The Oligarch to the dying press : “Nasdarovie!”

Coincidence.  At the same time as the Russian billionaire Alexandre Lebedev was finalizing the acquisition of the British paper The Independent, France-Soir was relaunched with great fanfare and money from another oligarch, Sergey Pugachyov.

It is not a coincidence, it is an emerging pattern. A terrible one. In which huge amounts of money of questionable origin will take over dying media.

These two papers are by no means comparable. The Independent remains a remarkable newspaper. France-Soir’s luster is long gone. A sorry procession of owners and editors, all promising the miraculous “nouvelle formule” (French term for redesign), were unable to revive the once popular evening daily. Each relaunch turned to be a new set of hospital robes for the terminally ill patient. Except this time: thanks to cash from Sergey Pugachyov – in fact his 25 years-old son Alexander – the robes are silk-made, the dressing gown is pashmina and everyone seems to want a piece it.

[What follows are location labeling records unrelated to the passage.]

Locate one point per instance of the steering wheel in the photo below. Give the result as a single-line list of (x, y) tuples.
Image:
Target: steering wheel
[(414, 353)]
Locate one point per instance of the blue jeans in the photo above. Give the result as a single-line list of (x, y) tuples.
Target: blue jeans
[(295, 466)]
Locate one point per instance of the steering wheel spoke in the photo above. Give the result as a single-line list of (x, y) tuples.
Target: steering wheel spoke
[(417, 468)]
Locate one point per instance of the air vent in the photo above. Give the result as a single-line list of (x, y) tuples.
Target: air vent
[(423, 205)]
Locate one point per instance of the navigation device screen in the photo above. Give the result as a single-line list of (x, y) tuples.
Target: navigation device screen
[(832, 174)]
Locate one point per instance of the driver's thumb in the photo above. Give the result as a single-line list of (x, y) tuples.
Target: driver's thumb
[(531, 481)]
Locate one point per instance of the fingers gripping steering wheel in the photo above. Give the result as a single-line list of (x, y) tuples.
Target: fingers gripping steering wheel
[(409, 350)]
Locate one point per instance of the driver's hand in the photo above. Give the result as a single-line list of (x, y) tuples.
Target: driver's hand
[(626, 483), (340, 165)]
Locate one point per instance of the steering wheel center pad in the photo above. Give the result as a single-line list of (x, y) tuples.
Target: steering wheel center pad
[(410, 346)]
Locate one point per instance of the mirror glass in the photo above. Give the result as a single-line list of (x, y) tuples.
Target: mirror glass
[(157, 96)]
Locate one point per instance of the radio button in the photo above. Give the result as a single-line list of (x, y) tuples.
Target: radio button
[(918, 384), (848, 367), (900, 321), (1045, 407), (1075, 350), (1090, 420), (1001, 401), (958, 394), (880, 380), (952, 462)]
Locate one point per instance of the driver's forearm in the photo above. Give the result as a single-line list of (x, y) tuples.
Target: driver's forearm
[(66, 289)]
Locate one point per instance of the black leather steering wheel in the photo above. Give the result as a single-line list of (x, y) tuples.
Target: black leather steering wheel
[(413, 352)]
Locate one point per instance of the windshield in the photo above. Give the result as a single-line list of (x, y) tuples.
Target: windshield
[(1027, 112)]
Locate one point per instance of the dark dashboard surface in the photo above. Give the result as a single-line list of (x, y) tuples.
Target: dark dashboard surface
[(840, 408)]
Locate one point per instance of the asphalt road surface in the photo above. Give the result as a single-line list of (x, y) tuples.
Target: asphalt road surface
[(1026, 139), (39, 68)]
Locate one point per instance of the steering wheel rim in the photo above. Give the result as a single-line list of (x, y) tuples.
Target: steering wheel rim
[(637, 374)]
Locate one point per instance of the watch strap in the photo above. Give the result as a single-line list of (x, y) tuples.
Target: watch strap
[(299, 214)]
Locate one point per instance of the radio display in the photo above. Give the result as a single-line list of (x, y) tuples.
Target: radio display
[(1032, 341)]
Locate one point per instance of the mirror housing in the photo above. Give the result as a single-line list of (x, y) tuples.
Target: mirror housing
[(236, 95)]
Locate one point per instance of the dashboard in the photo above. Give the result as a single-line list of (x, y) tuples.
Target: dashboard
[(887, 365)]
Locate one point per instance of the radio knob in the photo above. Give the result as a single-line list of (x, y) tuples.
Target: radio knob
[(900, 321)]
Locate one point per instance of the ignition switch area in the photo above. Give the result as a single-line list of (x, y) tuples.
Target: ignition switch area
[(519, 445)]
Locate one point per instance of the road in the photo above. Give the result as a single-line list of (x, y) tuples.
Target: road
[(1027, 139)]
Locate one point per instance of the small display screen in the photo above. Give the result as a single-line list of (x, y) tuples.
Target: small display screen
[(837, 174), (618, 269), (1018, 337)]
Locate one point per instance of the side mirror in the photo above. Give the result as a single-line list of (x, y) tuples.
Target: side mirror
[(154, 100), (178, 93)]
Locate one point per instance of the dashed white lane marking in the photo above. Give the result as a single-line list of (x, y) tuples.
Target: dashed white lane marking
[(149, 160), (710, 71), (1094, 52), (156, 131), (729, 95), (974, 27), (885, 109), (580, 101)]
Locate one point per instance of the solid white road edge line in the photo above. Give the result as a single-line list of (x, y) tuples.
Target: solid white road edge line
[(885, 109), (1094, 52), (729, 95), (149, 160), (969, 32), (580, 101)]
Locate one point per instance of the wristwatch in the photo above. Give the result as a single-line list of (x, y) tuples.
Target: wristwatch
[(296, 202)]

Ten days ago, I mingled among 300 others guests, sipping a glass of Champagne on the top of the Georges Pompidou Center a Renzo Piano-designed building at the heart of Paris. Fance-Soir was celebrating the latest in a series of rebirths. Take five or six, I lost count. And I don’t count on it. France-Soir is a living-dead paper. Fifty years ago, its daily print run was a million copies. It was down to 26,000 before the latest Russian defibrillation. Never mind, tonight, c’est la fête au village. The media crowd and its usual swarm of bottom-feeders are all here. TV moguls and politicians, former ministers are lining up to kiss the oligarch’s ring. As I asked a friend why in hell so many TV and radio hasbeens did show up, he reminded me that many had been enrolled to write snippets for the paper: “Would you give up €5000 or €10,000 a month to write the occasional 100 words?”.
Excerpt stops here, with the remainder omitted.